Buna karşılık işçinin rızası ile gerçekleşen iş sözleşmesinin devrinde tüm tarafların iradesi sözleşmenin devri yönünde birleşmekte; devreden taraf sözleşmenin tarafı olmaktan çıkmakta, devralan ise sözleşmenin tarafı hâline gelmektedir. Böylece devralan işveren, devraldığı işçinin sadece kıdeme bağlı hakları açısından değil tüm hakları açısından devreden işveren yanında geçen hizmet süresinden sorumlu olmakta iken devreden taraf, gerek devir öncesi dönem gerekse devir sonrası dönem yönünden sorumluluktan kurtulmaktadır” diyerek onayın iki hukuki işlemi birbirinden ayırdığını açıkça vurguladı.
Yargıtay kararında bunun sözleşme ile aksinin kararlaştırılabileceğini, devreden işverenin sorumluluğunun devam ettirilebileceğini de belirtti.
Ayrıca bu devre onay verilmemesinin bir fesih sebebi olup olmayacağı da ayrıca tartışma yaratacağa benziyor. İşyeri devri fesih sebebi olarak kabul edilmiyor. İş sözleşmesinin devrini kabul etmediği halde devralmak isteyen işverenin yanında çalıştırılan işçi açısından bu durum devreden işverenin haksız fesih sayılabilecektir. Duruma göre çalışma şartlarının işçi aleyhine esaslı değişikliği nedeniyle işçi de iş sözleşmesini haklı nedenle feshedebilecektir.
Fesih sebebi mi?
İşyerinin devri, işyerinin bir işverenden başka bir işverene geçerek, el değiştirmesidir. Kanunumuz bu el değiştirme sonucunda, önceki işverenin yaptığı iş sözleşmelerinin etkilenmeyeceğini, bu sözleşmelere ait bütün hak ve borçların yeni işverene geçmiş olacağını düzenlemiştir.
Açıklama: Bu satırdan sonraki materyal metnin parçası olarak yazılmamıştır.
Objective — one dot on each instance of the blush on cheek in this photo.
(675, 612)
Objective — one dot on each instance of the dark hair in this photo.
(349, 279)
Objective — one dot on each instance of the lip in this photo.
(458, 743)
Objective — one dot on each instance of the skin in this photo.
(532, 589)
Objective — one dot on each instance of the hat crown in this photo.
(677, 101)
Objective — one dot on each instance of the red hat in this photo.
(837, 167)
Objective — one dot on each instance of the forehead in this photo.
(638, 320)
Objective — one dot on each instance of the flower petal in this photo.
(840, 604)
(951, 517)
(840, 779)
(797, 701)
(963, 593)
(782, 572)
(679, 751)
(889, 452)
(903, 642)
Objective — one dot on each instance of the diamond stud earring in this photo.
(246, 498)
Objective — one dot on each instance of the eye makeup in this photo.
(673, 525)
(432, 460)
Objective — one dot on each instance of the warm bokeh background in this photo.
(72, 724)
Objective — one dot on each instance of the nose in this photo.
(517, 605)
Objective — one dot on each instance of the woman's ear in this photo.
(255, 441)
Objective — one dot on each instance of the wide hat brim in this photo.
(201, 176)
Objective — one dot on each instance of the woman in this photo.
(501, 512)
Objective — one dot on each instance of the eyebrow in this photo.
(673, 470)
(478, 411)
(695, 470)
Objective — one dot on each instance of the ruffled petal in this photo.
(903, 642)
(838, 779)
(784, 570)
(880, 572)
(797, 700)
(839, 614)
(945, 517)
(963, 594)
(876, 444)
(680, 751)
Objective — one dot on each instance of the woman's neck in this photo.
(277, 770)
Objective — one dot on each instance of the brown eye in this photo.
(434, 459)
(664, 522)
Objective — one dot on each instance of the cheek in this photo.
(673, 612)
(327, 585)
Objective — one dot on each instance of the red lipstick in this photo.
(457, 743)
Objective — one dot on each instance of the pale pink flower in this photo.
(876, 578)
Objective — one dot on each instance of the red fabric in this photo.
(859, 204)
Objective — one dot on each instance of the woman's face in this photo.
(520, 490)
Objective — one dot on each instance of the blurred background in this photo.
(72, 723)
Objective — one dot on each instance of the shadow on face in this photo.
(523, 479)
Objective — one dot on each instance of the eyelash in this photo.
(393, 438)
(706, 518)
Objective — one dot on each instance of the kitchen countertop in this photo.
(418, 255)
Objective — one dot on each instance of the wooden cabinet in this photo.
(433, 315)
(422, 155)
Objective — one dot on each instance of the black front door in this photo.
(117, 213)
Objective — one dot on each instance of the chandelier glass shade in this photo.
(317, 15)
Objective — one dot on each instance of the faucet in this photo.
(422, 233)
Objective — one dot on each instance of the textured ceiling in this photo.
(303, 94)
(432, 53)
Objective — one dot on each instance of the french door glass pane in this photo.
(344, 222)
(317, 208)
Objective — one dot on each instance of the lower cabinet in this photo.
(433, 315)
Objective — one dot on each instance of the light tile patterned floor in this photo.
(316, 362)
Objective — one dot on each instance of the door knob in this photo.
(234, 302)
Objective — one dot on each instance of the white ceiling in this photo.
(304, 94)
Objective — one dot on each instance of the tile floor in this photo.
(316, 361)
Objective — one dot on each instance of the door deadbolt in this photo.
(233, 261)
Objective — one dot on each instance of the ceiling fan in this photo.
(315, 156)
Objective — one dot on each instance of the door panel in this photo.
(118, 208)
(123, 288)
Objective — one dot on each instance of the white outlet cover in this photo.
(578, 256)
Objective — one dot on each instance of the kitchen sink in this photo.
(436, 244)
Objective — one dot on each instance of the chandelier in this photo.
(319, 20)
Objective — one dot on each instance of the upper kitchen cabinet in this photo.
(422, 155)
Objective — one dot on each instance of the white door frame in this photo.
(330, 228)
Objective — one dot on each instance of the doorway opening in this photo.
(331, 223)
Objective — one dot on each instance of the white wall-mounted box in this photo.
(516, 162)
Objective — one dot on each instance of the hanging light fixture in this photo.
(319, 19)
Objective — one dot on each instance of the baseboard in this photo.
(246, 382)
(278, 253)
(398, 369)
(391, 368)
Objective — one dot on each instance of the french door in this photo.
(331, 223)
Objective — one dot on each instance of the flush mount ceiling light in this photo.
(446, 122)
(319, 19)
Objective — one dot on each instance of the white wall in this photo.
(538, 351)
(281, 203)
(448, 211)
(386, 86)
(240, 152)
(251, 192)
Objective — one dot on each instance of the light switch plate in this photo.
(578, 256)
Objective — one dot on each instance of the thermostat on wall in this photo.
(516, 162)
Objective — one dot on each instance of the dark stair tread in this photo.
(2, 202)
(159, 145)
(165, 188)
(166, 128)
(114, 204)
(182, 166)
Böylece çalışanla iş sözleşmesini imzalamış olan işveren, eski işveren olsa da, yeni işveren işyerini devralarak o sözleşmenin tarafı haline gelmektedir. Yargıtay’a göre, “İşyeri devri fesih niteliğinde olmadığından, devir sebebiyle feshe bağlı hakların istenmesi mümkün olmaz. Aynı şekilde işyeri devri kural olarak işçiye haklı fesih imkânı vermez.”
Dolayısıyla çalışan işyerinin devredildiğini belirterek kıdem tazminatı isteyemez. İşyerinin devri sonucunda iş sözleşmesi sona ermediğinden, eski veya yeni işverenler iş sözleşmesini haklı nedenle feshedemezler. İşyerinin devri yeni işveren açısından geçerli bir fesih nedeni değildir. İşyerini devraldığı için çalışanları işten çıkaramaz.